Saturday, November 21, 2009

Carl Levin Has A Surefire Way To End The War: Tax The Rich To Pay For It


Actually, it isn't just Carl Levin who is standing up and saying that if Obama wants to escalate the war in Afghanistan he's going to have to figure out how to pay for it without charging our great, great grandchildren, Bush and Cheney having already bankrupt our children, grandchildren and great grandchildren. Keep in mind that each additional soldier in Afghanistan costs around $1 million, which means $40 billion MORE if 40,000 new troops are added. Three very senior Democrats in the House, David Obey (WI), chairman of the Appropriations Committee, John Murtha (PA), chairman of the Defense Appropriations Subcommittee, and John Larson (CT), chairman of the Democratic Caucus introduced legislation that would impose a surtax beginning in 2011 to cover the costs of the wars in Iraq and Afghanistan.
“For the last year, as we’ve struggled to pass health care reform, we’ve been told that we have to pay for the bill-- and the cost over the next decade will be about a trillion dollars,” the three lawmakers said in a joint statement. “Now the president is being asked to consider an enlarged counterinsurgency effort in Afghanistan, which proponents tell us will take at least a decade and would also cost about a trillion dollars. But unlike the health care bill, that would not be paid for. We believe that’s wrong.”

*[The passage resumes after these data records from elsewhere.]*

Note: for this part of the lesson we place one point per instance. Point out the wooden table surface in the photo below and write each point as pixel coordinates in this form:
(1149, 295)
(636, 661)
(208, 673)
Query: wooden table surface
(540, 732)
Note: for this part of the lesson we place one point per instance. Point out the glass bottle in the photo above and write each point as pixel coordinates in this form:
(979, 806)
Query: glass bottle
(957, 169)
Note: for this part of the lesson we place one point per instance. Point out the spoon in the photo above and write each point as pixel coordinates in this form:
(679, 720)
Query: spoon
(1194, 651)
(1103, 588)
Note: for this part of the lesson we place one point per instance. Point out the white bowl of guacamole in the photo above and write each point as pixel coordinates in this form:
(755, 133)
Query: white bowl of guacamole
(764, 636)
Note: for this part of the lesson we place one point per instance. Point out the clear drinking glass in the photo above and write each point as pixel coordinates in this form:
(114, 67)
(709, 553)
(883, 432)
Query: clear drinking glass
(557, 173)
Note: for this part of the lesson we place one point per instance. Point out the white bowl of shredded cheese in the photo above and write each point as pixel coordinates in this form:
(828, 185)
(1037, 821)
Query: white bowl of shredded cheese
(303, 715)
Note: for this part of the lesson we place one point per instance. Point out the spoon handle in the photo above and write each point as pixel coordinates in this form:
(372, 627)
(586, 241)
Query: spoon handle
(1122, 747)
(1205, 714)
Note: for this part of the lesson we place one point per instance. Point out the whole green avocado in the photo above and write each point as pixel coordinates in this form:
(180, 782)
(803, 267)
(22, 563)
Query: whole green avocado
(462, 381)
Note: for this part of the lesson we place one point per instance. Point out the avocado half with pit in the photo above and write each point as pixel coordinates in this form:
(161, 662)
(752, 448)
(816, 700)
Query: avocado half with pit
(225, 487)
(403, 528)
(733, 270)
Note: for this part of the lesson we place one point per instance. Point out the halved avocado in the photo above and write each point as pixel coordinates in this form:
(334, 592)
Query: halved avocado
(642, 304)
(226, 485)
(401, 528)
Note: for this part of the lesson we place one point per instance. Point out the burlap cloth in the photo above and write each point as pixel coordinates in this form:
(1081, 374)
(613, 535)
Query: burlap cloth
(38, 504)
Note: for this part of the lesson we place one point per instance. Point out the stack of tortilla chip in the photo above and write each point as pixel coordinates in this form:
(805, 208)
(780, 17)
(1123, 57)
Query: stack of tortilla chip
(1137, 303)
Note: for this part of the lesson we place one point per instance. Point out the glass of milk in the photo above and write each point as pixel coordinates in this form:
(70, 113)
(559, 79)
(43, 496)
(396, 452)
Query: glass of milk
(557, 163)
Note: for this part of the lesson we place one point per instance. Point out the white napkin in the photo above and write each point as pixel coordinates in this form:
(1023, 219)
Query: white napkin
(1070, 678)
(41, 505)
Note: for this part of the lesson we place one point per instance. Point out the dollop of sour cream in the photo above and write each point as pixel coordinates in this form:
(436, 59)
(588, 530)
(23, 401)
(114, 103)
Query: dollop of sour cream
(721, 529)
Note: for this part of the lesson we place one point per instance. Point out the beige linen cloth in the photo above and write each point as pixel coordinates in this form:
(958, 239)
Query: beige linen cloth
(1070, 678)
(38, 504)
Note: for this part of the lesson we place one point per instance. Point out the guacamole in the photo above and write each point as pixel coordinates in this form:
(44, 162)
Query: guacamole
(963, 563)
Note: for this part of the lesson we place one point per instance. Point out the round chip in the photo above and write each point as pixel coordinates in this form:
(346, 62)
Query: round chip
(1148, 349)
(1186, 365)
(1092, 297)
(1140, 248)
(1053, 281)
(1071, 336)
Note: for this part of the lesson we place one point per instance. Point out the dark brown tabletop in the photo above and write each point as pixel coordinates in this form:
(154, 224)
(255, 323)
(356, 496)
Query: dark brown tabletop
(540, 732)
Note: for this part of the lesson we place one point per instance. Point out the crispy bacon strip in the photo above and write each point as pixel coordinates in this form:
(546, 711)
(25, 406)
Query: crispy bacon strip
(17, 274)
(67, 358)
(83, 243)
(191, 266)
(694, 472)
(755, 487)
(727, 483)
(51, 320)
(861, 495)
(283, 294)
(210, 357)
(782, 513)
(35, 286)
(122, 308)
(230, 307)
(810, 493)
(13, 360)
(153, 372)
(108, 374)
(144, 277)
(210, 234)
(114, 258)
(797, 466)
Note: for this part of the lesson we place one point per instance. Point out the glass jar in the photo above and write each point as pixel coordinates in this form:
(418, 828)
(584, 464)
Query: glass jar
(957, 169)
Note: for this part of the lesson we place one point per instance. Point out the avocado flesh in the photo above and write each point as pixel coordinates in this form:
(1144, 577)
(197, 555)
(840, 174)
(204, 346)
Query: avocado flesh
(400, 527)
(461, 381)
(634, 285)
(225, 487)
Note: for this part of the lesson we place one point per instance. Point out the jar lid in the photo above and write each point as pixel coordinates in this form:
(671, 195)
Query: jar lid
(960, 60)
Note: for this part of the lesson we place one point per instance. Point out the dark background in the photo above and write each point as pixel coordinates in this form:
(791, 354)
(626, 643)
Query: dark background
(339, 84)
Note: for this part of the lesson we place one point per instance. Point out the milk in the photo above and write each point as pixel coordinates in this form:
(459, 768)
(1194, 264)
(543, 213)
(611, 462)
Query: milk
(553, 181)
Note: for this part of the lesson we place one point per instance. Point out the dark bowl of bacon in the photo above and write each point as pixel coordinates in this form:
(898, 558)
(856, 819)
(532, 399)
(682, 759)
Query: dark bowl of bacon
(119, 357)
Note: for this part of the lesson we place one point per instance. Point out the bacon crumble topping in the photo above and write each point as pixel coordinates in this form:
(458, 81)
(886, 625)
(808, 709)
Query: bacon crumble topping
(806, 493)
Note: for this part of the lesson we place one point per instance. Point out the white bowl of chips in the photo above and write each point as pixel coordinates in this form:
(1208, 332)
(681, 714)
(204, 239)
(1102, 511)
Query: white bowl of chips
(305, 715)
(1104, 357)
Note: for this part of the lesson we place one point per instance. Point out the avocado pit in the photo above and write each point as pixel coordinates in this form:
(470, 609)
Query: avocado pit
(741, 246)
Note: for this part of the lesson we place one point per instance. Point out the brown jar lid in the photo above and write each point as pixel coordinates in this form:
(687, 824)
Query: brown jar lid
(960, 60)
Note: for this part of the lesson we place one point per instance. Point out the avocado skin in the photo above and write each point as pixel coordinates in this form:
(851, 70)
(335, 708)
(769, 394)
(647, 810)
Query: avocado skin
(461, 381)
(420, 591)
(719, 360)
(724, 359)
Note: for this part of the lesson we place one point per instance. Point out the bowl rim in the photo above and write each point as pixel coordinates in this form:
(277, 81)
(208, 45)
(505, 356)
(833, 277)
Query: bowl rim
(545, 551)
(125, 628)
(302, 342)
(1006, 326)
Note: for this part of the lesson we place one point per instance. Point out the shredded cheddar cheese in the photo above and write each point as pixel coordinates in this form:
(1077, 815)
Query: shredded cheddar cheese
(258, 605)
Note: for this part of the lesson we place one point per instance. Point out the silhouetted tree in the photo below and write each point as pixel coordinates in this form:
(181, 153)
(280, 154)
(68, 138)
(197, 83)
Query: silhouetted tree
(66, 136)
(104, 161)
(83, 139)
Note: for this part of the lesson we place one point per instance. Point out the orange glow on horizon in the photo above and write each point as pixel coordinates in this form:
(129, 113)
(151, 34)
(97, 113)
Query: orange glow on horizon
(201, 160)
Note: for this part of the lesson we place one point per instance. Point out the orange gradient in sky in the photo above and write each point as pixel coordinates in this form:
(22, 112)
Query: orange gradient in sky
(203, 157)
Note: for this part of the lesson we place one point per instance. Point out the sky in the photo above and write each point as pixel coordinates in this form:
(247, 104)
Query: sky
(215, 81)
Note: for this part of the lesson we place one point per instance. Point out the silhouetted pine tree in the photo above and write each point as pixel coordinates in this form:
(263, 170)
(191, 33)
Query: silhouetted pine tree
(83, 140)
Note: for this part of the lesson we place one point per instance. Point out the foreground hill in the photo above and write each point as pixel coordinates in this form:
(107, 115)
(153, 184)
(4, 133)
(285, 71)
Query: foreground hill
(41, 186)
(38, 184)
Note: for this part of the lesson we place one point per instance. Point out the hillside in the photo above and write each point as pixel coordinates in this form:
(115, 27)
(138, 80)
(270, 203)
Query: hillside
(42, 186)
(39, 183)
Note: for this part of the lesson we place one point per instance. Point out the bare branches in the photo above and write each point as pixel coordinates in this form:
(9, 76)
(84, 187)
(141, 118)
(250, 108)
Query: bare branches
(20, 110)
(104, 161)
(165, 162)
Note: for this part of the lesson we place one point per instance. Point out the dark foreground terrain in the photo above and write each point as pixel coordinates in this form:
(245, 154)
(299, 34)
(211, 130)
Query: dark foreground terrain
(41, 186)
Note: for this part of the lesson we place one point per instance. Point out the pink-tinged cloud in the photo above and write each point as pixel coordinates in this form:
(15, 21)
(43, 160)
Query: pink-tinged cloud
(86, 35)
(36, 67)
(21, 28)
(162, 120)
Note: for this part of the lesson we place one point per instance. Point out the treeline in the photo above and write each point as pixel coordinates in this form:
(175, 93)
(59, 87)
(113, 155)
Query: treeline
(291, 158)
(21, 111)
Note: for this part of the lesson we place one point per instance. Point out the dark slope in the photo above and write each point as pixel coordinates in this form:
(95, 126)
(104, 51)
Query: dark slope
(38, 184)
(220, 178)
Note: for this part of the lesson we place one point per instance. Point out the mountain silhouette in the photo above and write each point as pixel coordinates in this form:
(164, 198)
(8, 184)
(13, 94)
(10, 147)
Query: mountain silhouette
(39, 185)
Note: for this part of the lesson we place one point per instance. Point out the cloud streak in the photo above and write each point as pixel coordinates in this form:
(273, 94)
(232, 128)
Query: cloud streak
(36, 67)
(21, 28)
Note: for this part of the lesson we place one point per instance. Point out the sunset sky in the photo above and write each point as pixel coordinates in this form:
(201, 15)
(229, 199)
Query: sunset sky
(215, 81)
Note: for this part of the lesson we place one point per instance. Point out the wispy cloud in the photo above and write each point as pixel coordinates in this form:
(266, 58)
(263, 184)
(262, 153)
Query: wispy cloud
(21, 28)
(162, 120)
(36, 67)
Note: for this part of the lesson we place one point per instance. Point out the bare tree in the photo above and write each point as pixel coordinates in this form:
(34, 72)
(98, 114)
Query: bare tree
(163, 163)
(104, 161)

Discussing the idea earlier this month, Murtha said he knew the bill would not be enacted and that advocates of a surtax were simply trying to send a message about the moral obligation to pay for the wars.

“The only people who’ve paid any price for our military involvement in Iraq and Afghanistan are our military families,” Murtha, Obey and Larson said in a joint statement. “We believe that if this war is to be fought, it’s only fair that everyone share the burden.”

The bill would require the president to set the surtax so that it fully pays for the previous year’s war cost. But it would allow for a one-year delay in the implementation of the tax if the president determines that the economy is too weak to sustain that kind of tax change. It also would exempt military members who have served in combat since Sept. 11, 2001, along with their families, and the families of soldiers killed in combat.

Levin was more specific about where the tax burden should fall: an “additional income tax to the upper brackets, folks earning more than $200,000 or $250,000” a year, could fund more troops, Levin, will announce in an interview on “Political Capital With Al Hunt this weekend.

The impetus and support for the Afghan war is with Republicans but there's no way they'll support a war that has to be paid for, especially not by rich people. The Republican strategy is to run up big bills with wasteful wars in order to kill off social programs like Medicare and Social Security. Last spring when Obama presented his supplemental war budget the first time he had overwhelming Republican support, but when it came back from the Senate with some price tags on it to pay for other Administration priorities, the GOP bailed en masse. In fact, the money would have been cut off if just another few Democratic congressmen who had run on anti-war platforms had stuck to their words and opposed the supplemental. As is only 32 courageous Democrats broke with the war machine and did do that.

This week Katrina Vanden Heuvel, editor of The Nation offers Obama some advice he'd be wise to take: take seriously, very seriously, the letter the Congressional Progressive Caucus sent requesting an alternative to escalation is Afghanistan.
The legislators write that their "perspectives have manifested…via Congressional Progressive Caucus Member-led legislation" including: a timeline for eventual troop withdrawal, prohibiting funds for additional troop surges, reorienting the mission so that 80 percent of US resources are devoted to economic and political development and 20 percent towards security, and prioritizing diplomacy and development over the use of force.

"We now have an opportunity to realign our defense development and diplomatic engagement to ensure political, economic, and social security for a nation deeply impoverished," the letter closes. "This new tack, if taken today, can transform the conflict while remaining consistent with America's strategic interests."